The FDA has shown interest in bringing greater clarity to point of care manufacturing with the publication of a recent discussion paper entitled “3D Printing Medical Devices at the Point of Care”. The paper discusses the possibilities and merits of three options for hospitals wanting to set up an in-house facility, with these options being:
- The hospital utilizing a “Medical Device Production System (MDPS)”, which it describes as a a collection of the materials, software and equipment intended to be utilized by a healthcare provider to produce a medical device at the point of care. It also includes the medical device that is produced. The responsibility for FDA compliance, and I assume liability, lies with the manufacturer of the MDPS, while the hospital is the utilizer of the MDPS.
- A traditional manufacturer that provides the point of care services on-site for the hospital. In this case, the manufacturer would take full responsibility for the devices created.
- The hospital assumes the full role of a traditional manufacturer. This would mean the hospital obtaining FDA clearances and doing all of the testing and quality control associated with putting a medical device on the market.
Upon first review, I’m not sure how the MDPS option will work in practice. Not many manufacturers will agree to take responsibility for devices where they don’t have full control of the manufacturing process. There are also a lot of other aspects such as: quality control, labeling and instructions for utilization that would have to be considered. The traditional manufacturer at the point of care is the business model that my company, 3D LifePrints, has adopted. By contrast, the third option can be seen at the Mayo Clinic.

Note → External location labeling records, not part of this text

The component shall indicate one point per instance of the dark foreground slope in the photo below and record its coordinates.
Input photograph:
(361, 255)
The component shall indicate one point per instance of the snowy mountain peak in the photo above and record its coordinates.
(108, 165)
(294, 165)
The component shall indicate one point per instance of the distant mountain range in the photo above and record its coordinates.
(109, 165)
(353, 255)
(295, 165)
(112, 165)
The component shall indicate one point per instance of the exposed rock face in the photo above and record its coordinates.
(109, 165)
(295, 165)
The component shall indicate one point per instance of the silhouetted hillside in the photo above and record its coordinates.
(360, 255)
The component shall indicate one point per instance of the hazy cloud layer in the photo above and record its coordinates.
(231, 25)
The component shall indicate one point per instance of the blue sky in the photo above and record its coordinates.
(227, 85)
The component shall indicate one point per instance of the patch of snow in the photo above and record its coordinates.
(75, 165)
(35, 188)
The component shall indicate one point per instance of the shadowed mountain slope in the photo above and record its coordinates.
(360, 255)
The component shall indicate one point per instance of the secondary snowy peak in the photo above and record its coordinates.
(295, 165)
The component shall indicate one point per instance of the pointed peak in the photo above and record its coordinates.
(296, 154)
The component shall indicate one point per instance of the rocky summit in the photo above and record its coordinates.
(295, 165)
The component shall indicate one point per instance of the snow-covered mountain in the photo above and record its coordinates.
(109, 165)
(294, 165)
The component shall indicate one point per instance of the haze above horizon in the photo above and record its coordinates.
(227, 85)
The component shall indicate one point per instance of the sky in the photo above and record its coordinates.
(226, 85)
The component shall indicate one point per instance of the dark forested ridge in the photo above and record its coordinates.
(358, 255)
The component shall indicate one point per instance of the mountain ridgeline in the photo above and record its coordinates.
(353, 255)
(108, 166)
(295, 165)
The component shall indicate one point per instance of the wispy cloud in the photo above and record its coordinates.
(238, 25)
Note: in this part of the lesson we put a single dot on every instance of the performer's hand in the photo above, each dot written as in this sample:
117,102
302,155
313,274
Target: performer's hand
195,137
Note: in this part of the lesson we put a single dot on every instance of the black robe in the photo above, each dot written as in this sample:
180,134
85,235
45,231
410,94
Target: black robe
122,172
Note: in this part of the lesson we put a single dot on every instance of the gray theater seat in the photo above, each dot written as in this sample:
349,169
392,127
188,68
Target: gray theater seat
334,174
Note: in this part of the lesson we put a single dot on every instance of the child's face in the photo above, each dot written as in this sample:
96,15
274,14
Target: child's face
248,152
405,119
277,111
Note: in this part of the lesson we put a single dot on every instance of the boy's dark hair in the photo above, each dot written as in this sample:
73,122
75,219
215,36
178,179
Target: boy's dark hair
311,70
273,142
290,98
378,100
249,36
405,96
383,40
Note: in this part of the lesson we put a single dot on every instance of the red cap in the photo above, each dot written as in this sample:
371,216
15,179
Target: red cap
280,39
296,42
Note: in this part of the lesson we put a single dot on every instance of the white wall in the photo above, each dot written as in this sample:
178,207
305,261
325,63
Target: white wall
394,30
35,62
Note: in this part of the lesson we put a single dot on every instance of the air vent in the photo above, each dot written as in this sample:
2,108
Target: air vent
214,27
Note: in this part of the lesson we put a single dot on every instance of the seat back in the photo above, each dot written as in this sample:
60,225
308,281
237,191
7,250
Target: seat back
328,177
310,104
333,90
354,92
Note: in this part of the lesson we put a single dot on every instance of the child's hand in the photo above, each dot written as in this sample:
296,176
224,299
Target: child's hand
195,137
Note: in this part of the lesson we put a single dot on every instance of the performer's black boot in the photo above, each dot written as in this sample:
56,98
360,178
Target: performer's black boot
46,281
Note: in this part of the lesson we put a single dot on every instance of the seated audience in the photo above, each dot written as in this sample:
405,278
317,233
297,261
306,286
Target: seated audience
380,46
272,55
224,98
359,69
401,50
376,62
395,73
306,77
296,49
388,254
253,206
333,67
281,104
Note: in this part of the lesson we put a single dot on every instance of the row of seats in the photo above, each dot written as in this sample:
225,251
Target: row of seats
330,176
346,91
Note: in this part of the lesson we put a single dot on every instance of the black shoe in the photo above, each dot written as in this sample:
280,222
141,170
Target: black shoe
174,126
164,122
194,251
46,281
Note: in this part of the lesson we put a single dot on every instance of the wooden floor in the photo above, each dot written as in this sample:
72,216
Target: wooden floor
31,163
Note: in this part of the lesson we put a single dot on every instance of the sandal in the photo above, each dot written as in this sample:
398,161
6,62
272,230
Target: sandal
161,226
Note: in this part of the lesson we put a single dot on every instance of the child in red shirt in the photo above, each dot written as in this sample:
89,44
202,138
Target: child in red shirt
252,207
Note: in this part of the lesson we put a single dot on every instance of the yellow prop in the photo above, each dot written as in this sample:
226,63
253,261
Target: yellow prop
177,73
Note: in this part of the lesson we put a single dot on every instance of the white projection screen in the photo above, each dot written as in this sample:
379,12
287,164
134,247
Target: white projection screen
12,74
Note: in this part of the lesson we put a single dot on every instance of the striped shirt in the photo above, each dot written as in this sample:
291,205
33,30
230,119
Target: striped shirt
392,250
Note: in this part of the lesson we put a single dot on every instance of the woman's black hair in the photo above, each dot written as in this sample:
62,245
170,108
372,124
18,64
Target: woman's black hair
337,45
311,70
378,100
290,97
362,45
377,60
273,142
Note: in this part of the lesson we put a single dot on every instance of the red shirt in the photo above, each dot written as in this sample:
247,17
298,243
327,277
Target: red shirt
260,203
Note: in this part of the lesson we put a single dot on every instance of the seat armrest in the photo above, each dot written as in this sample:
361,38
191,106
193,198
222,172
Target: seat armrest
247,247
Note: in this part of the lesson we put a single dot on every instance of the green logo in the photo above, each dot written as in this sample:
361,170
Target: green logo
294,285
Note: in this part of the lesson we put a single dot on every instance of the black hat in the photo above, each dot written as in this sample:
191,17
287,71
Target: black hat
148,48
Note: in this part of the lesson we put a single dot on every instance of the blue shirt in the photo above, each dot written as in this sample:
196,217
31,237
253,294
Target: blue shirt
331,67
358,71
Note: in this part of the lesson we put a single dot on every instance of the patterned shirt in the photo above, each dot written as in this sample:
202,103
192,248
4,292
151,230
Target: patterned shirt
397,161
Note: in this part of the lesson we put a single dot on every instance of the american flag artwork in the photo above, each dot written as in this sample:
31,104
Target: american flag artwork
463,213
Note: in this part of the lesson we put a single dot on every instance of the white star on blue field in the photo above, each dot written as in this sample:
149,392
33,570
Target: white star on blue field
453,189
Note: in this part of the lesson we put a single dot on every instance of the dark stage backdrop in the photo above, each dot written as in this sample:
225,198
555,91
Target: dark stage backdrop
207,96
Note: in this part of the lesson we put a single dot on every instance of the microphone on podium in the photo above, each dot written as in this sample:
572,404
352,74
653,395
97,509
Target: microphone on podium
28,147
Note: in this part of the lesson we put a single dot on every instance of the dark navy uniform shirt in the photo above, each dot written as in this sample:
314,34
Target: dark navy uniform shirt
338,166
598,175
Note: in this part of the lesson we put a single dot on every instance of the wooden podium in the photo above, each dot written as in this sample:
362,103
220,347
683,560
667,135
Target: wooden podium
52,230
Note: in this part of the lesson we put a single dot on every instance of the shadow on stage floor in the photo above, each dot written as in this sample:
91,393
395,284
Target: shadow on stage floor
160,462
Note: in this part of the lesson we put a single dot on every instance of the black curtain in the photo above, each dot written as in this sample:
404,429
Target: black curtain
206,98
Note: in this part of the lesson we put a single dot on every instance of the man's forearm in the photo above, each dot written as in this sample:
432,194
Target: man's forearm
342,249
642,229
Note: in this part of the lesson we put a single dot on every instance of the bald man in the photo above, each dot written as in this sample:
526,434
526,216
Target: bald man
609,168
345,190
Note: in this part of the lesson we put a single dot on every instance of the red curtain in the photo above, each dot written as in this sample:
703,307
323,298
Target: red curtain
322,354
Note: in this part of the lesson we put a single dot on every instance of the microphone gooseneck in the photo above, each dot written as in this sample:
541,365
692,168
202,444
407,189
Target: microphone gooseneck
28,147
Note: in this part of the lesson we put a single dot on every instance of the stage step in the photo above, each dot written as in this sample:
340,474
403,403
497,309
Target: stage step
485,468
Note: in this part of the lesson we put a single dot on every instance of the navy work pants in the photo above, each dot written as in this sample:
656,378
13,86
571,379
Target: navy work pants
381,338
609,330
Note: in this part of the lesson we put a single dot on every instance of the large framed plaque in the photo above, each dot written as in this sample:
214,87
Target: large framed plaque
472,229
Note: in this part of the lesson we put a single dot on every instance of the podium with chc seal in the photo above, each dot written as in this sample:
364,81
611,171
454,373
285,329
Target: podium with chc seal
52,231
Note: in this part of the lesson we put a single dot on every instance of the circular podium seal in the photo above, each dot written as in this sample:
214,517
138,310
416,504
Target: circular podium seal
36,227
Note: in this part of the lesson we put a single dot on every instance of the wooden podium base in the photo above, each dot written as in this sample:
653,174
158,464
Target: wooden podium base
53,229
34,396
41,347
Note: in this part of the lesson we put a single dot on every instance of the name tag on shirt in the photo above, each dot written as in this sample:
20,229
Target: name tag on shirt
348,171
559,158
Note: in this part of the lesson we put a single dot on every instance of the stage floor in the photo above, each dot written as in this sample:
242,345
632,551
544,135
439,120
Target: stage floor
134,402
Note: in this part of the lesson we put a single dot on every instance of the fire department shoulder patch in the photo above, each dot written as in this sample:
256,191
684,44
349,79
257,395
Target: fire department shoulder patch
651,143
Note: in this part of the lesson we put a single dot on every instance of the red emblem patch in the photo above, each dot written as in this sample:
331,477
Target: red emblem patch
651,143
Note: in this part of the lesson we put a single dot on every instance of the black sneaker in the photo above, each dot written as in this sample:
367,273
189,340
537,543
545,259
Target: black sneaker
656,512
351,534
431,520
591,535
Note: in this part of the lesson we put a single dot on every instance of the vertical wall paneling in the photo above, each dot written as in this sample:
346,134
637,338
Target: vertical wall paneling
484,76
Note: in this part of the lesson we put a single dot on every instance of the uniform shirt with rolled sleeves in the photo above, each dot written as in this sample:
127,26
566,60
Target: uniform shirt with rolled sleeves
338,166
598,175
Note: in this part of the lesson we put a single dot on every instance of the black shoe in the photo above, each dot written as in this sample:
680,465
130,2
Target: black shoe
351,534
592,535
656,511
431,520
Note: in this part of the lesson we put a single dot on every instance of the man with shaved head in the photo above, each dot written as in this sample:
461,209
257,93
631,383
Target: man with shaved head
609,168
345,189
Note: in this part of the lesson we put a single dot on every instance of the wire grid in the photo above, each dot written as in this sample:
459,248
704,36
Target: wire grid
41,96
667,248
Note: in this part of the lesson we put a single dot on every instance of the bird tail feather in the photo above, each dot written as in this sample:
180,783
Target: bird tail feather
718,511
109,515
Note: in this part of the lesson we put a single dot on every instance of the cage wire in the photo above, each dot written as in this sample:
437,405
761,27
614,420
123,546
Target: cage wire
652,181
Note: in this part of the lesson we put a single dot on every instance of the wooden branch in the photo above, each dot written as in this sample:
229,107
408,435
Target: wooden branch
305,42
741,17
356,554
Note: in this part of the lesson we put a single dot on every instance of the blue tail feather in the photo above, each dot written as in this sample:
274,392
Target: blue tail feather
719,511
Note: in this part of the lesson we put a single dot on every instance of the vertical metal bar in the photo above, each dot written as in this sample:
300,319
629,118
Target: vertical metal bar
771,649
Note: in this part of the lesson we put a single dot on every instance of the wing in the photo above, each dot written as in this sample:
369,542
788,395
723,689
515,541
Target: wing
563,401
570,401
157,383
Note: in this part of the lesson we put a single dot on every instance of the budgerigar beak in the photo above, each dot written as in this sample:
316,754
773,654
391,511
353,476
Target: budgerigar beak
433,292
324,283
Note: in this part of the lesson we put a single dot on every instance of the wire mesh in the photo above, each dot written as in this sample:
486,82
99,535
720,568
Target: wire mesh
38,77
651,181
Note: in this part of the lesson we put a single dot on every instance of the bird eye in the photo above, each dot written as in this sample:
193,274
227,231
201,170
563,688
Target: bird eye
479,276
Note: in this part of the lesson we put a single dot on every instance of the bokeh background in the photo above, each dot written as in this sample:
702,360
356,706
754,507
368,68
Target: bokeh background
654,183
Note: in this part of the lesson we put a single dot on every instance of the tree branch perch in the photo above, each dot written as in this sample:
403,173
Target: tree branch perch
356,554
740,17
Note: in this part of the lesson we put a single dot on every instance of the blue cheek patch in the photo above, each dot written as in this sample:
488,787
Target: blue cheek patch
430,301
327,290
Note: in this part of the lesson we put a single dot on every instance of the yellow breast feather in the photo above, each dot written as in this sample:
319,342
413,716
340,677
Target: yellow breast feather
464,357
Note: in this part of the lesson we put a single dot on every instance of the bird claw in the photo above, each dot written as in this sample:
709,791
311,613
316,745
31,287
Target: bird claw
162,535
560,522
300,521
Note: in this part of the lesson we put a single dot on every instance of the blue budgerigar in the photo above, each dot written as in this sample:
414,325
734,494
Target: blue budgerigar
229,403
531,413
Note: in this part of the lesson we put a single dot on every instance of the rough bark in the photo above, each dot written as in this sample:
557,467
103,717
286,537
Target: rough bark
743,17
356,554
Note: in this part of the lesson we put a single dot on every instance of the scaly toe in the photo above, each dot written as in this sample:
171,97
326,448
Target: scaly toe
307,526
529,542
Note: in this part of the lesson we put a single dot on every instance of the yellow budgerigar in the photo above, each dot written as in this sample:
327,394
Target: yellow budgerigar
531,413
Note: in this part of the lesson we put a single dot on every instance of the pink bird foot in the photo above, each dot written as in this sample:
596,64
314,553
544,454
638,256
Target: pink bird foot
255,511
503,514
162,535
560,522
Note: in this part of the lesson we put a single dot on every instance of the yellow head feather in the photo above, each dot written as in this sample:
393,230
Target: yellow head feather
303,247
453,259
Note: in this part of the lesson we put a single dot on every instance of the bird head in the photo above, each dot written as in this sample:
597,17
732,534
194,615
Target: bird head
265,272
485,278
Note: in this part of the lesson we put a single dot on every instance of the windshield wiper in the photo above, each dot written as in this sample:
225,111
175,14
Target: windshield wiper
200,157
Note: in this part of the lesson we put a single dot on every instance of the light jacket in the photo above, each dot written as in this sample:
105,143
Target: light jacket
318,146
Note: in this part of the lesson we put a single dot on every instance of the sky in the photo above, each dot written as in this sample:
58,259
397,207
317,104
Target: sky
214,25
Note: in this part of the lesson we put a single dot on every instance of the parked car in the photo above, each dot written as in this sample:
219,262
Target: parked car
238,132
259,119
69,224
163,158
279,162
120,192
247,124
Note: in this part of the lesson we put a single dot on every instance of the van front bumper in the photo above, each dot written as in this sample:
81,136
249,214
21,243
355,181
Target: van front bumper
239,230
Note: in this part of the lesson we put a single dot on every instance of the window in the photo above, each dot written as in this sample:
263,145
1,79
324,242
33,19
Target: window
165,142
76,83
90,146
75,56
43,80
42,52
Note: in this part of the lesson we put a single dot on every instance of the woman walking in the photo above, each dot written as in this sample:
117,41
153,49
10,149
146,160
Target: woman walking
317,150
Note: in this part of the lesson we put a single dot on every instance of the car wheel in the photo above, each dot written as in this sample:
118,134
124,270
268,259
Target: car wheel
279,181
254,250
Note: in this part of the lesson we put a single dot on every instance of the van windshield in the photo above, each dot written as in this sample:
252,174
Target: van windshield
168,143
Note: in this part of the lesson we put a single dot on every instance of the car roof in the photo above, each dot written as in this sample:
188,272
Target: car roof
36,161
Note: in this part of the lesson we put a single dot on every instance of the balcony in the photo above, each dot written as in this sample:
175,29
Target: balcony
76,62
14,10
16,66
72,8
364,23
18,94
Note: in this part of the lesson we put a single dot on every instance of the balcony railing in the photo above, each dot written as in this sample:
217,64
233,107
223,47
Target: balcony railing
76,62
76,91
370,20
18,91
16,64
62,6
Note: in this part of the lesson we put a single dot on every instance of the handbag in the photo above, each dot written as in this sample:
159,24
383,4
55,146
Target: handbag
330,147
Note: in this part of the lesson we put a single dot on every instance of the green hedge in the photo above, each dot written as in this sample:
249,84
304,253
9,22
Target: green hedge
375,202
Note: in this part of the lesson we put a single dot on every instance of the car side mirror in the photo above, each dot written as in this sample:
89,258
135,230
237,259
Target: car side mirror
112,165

Overall, I’m really pleased to see the FDA taking a proactive stance and engaging with both hospitals and the medical device community on this. There have been several events where the FDA and hospital groups such as the Veterans Health Administration (MS, USA) have discussed how the market can move forward. From what I’ve seen, there is still a lack of understanding within many hospital groups that regulation is required. Perhaps this is understandable when, previously, the FDA have chosen to keep totally out of what a hospital does within its 4 walls.
Of the three systems in place, the EU with the MDR is the most advanced and the strictest. Hospitals in the EU that wish to manufacture their own medical devices have multiple obligations that place them in a position analogous to a traditional manufacturer. The UK is next in line but has had to fall back on old legislation for the time being. The USA has the fewest restrictions on point of care manufacture at the moment but has set out an agenda that would move it much closer to the MDR model.
What I would note is that even if the law hasn’t yet caught up with 3D printing at the point of care (I’m looking at you, UK and USA), this is no reason for a hospital be lax in terms of quality control and scrutiny of what it might be manufacturing. Every hospital has a duty to protect their patients from harm, especially from the hospital itself. If a hospital creates a defective or inaccurate device, then it will be liable for any injury caused to a patient from its utilization.
It is clear to me that some hospitals in UK, EU and USA will want to keep 3D printing at the point of care an internal function. I would strongly suggest that hospitals looking to safely set up a facility look beyond the cost of a 3D printer and into the total cost of staffing, hardware and software, along with the requirement for regulatory compliance and quality assurance before they do so.